As the manager of the GPFG, Norges Bank has a coherent chain of ownership tools for addressing climate risk. The key tool for managing the GPFG’s climate risk is active ownership, since this is aimed directly at the source of the fund’s climate risk. In addition, Norges Bank may choose a different composition of the portfolio than that which follows from the benchmark index determined by the Ministry of Finance. If active ownership eventually turns out not to be successful, and the assessment is that a company does not have a convincing transition strategy and invests in bad projects rather than paying dividends, the bank can divest from the company.

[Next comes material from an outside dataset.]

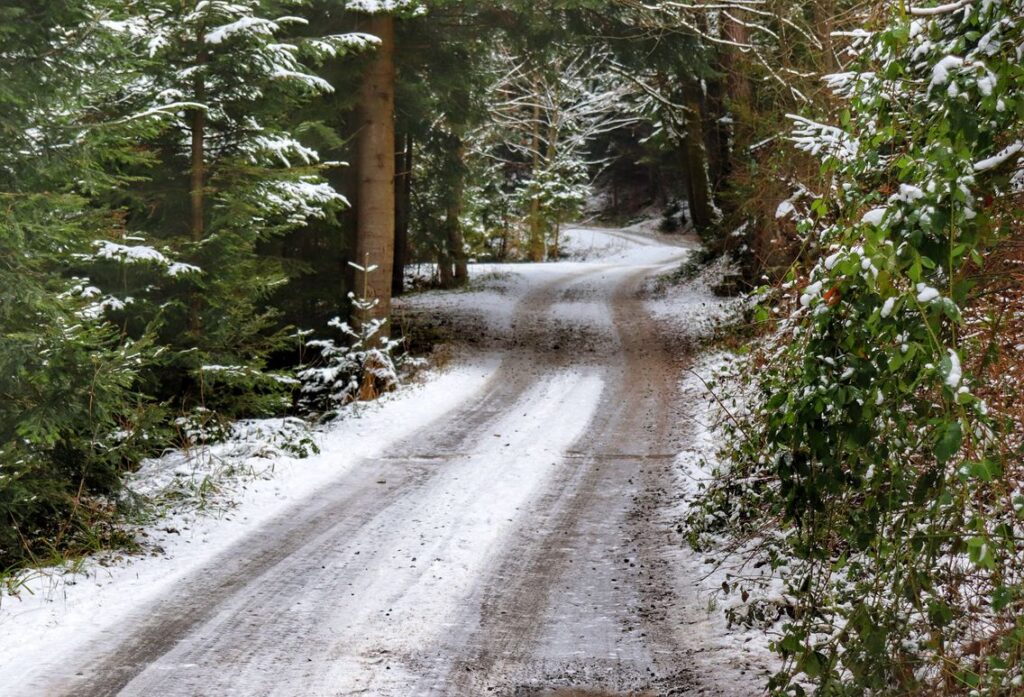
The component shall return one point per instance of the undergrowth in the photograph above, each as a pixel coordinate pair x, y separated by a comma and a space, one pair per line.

Through targeted and effective active ownership, Norges Bank can contribute to understanding and influencing the robustness of the business models of the companies the fund has invested in, as well as emphasising the importance of capital discipline so that companies have underlying investment projects that benefit from climate-related opportunities and are profitable in the transition to a low-carbon economy. Capital discipline means, among other things, that fossil fuel companies with weaker profitability prospects return surplus capital to the owners in the form of dividends, which gives investors the opportunity to invest capital in new investment opportunities related to the green transition. Active ownership can help strengthen the financial market’s general ability to price climate risk and channel capital into profitable projects in the transition to a low-carbon economy.
If active ownership eventually turns out not to be successful, and the assessment is that the company’s prospects are characterised by weak profitability, poor investment opportunities and little ability to transition, the bank can divest from the company. If there is an unacceptable risk that the company is associated with serious environmental damage or leads to greenhouse gas emissions to an unacceptable degree, observation or exclusion is relevant.
Better reporting on climate risk from the companies will make financial markets more well-functioning, in that information about this risk will be more readily available and consequently can form the basis for more correct pricing. With more robust business models and more correct pricing of risk, the transition risk in the financial system will gradually be reduced. Emission developments in line with the Paris Agreement should serve as the reference point for the fund’s ownership activities and for the dialogue with the companies in which the fund has invested.
Norges Bank should demand that the companies they have invested in stress test their business models against various climate policy scenarios, including a scenario in which the goals of the Paris Agreement are achieved. In this way, it will be easier to identify deviations from decarbonisation pathways consistent with the climate targets, and to quantify possible economic consequences of this. This in turn provides a better basis for both targeted active ownership and more correct pricing of companies in the market. We also propose that Norges Bank be requested to regularly stress test the portfolio against various climate policy pathways. This will provide a more complete picture of this risk, and be consistent with the reporting requirements the fund itself sets for the companies in which it invests. For the Ministry of Finance as owner of the fund, this reporting will also contribute to a better understanding of risk related to the national wealth and public finances.
We have proposed that climate risk be incorporated separately in the bank’s principles for responsible investment management. This means that the fund shall contribute to developing best practice internationally.